In the hope of demonstrating the strategic bankruptcy of the American-led order, Dougherty deems it “hysterical” to fear the consolidation of a Russian sphere of interest. (It’s worth mentioning that the Kremlin has used the very same word to describe the vigilance for maintaining “a Europe whole and free.”) He pronounces it “vain” to suppose that Russia will be a declining power forever, as if that would be the only scenario justifying resistance to Russian aggression.
In reality, the best hope of containing an ambitious and assertive Russia is to push hard to prevent its acquisition of new territories and resources with which it would generate additional economic and military might. Equipped with those additional possessions, and the prestige that comes with them (which it would naturally harness to press its interests even further afield), Russia will become unfathomably more dangerous for independent states on its periphery and the larger security architecture of Europe. Deprived of those additional possessions and prestige, however, Russia will find it more difficult to sustain its harsh autocratic rule at home, much less to establish its own preserves abroad from which more liberal powers would be excluded.

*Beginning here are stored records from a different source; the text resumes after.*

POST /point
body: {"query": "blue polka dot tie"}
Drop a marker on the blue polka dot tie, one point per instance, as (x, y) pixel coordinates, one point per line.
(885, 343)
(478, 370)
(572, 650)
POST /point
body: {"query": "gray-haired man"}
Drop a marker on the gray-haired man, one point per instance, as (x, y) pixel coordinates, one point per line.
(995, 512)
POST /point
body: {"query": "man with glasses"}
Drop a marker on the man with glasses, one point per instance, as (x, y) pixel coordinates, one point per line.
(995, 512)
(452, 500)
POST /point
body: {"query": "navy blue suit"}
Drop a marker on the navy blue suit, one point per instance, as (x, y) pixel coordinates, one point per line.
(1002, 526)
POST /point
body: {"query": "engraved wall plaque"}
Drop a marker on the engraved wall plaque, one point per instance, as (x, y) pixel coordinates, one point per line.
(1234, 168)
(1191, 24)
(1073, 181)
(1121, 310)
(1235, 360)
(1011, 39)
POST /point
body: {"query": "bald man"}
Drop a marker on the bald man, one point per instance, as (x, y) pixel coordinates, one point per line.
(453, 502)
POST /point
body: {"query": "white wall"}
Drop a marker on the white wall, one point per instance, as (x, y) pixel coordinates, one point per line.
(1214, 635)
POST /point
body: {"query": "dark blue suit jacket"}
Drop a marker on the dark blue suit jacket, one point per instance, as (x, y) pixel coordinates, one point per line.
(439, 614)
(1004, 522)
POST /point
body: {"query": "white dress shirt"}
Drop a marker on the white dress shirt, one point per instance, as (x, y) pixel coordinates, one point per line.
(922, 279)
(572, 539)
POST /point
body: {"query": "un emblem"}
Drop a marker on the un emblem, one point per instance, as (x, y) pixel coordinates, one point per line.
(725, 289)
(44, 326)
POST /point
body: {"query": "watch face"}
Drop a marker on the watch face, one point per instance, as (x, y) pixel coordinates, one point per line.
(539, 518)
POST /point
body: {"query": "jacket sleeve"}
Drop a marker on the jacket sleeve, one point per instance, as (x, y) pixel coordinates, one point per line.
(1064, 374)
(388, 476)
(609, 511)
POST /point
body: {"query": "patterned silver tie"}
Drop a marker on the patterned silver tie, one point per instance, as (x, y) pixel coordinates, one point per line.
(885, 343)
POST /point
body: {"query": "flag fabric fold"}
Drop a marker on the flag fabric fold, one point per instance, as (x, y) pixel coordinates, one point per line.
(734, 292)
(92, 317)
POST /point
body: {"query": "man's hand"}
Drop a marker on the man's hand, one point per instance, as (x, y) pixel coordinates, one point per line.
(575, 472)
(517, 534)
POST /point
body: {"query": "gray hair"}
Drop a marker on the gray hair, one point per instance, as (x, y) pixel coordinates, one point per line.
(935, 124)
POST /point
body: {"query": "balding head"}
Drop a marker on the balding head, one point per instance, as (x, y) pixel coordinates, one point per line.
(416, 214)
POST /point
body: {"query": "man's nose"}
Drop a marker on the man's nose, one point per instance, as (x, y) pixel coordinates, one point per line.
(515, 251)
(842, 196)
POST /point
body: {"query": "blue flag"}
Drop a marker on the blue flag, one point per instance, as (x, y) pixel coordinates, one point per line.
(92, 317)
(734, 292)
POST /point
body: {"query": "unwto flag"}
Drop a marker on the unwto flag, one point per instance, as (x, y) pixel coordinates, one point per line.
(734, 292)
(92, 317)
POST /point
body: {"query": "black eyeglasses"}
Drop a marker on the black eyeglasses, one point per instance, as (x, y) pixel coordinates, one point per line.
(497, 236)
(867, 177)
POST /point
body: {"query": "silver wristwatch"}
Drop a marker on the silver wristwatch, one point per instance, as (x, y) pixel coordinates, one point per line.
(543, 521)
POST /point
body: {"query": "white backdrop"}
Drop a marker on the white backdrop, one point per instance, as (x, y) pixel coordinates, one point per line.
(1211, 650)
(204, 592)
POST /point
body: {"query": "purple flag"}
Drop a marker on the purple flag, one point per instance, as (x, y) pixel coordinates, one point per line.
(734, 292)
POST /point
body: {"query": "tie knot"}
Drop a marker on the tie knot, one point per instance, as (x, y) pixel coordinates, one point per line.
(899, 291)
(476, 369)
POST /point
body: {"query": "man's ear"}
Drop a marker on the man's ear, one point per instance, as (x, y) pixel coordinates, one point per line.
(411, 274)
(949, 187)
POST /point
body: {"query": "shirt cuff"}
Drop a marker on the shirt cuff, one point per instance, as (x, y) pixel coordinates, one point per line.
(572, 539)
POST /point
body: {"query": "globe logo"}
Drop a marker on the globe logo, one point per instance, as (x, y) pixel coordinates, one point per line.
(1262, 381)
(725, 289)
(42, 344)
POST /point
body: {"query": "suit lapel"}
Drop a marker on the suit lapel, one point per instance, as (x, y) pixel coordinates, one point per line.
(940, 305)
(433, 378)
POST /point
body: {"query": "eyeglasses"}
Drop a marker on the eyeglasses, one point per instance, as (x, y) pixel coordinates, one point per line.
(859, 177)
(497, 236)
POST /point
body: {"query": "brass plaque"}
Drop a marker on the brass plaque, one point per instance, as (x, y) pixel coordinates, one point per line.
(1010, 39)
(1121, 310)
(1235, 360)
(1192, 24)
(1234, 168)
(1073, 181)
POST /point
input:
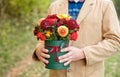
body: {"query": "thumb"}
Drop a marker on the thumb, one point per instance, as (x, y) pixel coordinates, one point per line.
(67, 49)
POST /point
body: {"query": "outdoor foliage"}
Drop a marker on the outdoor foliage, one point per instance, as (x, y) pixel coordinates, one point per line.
(18, 42)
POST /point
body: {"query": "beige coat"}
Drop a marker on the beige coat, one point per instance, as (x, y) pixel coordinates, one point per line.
(99, 37)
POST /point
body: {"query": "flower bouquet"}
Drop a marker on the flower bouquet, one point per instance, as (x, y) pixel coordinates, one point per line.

A hegemon that doesn’t possess the wisdom to discern between these two possible futures, or that lacks the will to exercise its power and influence accordingly, is no longer fit to be a superpower. Unless the United States rallies to the cause of freedom in Europe’s shadows, in short order it will find that its authority no longer holds sway around the world, and the shadows will lengthen precariously across Europe and beyond.
“England is perhaps the only great country whose intellectuals are ashamed of their own nationality,” Orwell concluded in “England Your England.” A large portion of that shame was registered not only in the direction of England, of course, but of the British Empire writ large. Though not all American intellectuals today are ashamed of their own nationality, the overwhelming number have evidently grown ashamed of their own imperial vocation, frequently in the name of “America First.” We are bound to lose something important if we forget that Europe’s long peace was forged only after America decided to leave that parochial and primitive ideology behind.